Inter-Rater Reliability

A pragmatic walkthrough of agreement statistics in clinical research.

Abstract

A pragmatic walkthrough of the agreement statistics that show up in clinical research methods sections: Cohen's κ, weighted κ, PABAK and Gwet's AC1, Fleiss' κ, Krippendorff's α, ICC, and the often-confused Cronbach's α. The page covers when each is appropriate, where the common traps live, and the most important distinction the literature gets wrong: Cronbach's α is not an inter-rater reliability statistic, no matter how many methods sections imply otherwise.

Why are there so many agreement statistics?
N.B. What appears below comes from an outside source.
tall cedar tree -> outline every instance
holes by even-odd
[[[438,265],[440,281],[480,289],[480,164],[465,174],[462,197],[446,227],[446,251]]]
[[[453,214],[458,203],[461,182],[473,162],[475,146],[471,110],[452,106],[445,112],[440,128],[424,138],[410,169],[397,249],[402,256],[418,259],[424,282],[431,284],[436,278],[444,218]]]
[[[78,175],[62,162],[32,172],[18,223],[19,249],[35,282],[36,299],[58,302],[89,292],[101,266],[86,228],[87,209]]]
If you have read a clinical AI paper in the last three years, you have probably seen at least one agreement statistic, or, at minimum, you would assume the authors had bothered to include one (unfortunately, not always the case). Cohen's κ. Fleiss' κ. Krippendorff's α. ICC. Cronbach's α. They get cited interchangeably. They are not interchangeable. They measure different things, on different kinds of data, under different assumptions, and they routinely tell different stories about the same dataset.

This page is a pragmatic walkthrough. The goal is not to derive every formula. The goal is for you to know which statistic is appropriate for which problem, where the common traps live, and how to read a methods section that reports one of these numbers without taking the number at face value.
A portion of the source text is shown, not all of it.